She'll Take Manhattan
a gifted gothamite maps a master plan for urban self-development
Before the blue-green eyes of a chestnut-tressed, twenty-year-old native New Yorker named Sheralee Conners -- as before the unswerving gaze of thousands of female fame-and-fortune-seekers from shore to shore -- Gotham shimmers like a modern-day Xanadu of fifty-storied pleasure domes, antenna-spired TV tabernacles and long-green mansions of high fashion and finance. These naive newcomers to the Unforbidden City ordinarily arrive with little more than a pocketful of hope for a well-padded niche in the fashion, publishing, or communications kingdoms. Sheralee, contrarily, pursues her aspirations with a city-hipness that would leave these Janies-come-lately olive with envy. Perspicaciously, she chases after three simultaneous dreams, on the worldy-wise theory that at least one of them is even money to come true. Hankering to fly high as a big-time thrush, she sings willingly for the nonce as an off-screen oriole in sixty-second TV sales-pitches.
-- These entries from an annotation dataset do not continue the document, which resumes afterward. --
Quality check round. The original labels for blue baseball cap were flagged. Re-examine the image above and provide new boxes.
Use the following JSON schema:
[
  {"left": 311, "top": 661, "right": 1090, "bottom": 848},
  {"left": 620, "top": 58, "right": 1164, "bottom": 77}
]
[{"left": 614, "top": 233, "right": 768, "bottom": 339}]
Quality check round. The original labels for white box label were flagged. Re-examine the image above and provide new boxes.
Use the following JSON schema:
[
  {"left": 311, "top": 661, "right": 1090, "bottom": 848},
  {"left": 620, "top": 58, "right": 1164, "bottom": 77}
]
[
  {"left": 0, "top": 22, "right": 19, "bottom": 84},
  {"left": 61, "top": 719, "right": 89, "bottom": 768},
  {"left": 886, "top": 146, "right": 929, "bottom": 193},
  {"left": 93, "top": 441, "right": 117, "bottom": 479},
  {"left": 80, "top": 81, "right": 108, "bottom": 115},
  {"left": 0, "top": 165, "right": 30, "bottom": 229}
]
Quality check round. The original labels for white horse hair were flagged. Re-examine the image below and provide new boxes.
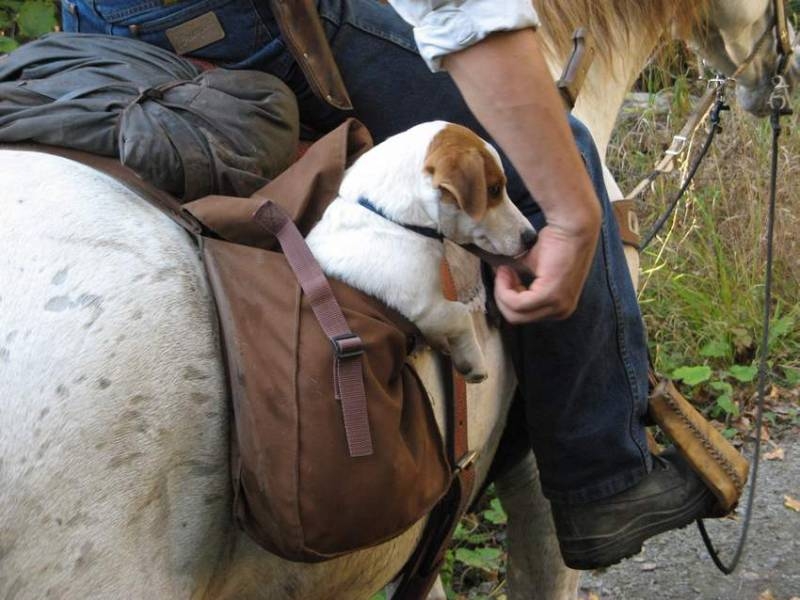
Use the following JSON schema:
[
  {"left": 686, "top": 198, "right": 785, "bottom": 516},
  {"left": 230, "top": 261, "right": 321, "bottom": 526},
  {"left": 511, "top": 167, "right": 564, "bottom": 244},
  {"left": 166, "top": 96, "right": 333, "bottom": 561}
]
[{"left": 0, "top": 0, "right": 796, "bottom": 600}]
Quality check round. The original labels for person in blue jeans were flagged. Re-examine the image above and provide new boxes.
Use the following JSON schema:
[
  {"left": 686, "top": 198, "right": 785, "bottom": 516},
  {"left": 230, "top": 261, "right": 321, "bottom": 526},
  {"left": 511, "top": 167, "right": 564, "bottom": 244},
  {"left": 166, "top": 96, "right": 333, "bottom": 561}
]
[{"left": 62, "top": 0, "right": 713, "bottom": 569}]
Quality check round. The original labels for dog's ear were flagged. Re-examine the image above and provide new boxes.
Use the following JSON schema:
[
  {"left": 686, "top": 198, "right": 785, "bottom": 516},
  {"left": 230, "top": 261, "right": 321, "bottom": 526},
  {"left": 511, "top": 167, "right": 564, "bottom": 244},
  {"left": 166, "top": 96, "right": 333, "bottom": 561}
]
[{"left": 425, "top": 146, "right": 489, "bottom": 221}]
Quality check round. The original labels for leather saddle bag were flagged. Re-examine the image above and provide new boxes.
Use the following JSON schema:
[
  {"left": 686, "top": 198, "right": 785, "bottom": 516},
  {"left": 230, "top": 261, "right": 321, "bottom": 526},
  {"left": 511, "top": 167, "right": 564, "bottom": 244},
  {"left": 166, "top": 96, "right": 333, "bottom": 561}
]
[{"left": 184, "top": 120, "right": 452, "bottom": 562}]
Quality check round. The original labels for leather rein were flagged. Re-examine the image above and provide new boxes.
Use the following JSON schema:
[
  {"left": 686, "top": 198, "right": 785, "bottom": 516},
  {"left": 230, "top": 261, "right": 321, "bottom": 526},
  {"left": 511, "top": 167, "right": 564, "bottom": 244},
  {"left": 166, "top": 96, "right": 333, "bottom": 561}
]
[{"left": 628, "top": 0, "right": 794, "bottom": 575}]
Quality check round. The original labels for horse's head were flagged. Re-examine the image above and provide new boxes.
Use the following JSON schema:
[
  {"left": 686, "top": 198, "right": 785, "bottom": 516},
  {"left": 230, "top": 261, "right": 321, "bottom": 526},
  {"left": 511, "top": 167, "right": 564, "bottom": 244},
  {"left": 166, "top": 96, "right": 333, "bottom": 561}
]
[{"left": 690, "top": 0, "right": 800, "bottom": 116}]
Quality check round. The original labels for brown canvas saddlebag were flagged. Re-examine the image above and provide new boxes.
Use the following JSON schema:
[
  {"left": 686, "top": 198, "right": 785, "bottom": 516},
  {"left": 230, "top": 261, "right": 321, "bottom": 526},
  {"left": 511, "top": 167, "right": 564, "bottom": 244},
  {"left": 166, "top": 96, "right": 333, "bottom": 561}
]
[{"left": 185, "top": 121, "right": 451, "bottom": 562}]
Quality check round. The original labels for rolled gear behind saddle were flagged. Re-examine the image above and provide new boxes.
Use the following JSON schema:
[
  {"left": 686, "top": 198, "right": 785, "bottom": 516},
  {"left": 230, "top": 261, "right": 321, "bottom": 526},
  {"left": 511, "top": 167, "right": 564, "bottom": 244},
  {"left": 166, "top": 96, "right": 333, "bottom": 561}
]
[{"left": 0, "top": 33, "right": 299, "bottom": 200}]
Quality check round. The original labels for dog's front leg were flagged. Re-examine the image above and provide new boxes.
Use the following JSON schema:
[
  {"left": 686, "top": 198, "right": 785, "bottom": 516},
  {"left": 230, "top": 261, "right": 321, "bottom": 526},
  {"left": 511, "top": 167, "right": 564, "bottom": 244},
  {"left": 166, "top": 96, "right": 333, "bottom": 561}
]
[{"left": 415, "top": 300, "right": 488, "bottom": 383}]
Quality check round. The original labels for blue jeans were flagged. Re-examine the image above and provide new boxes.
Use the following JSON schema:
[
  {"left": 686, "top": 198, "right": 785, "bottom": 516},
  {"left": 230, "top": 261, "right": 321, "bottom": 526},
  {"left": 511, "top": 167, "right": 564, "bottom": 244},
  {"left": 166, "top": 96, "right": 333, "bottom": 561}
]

One of a lithe-limbed modeling elite, Sheralee labors Dior to Dior in Manhattan's well-groomed world of haute couture. A long-time scholar of cakewalk, charleston and gavotte, she also teaches terpsichore, wants to start a summer camp seminar in the Berkshires for serious students of modern dance. Amidst all this job-juggling, she still manages to steal moments for surf-splashing at nearby Jones Beach; for alfresco listening in Lewisohn Stadium; and for Sunday afternoon canters along Central Park's meandering bridle paths, pursued by galloping huntsmen eager to lead her down the bridal -- or primrose -- path. The end of this long but lively journey into night finds her lampably lamplit and birthday-suited for forty well-earned winks.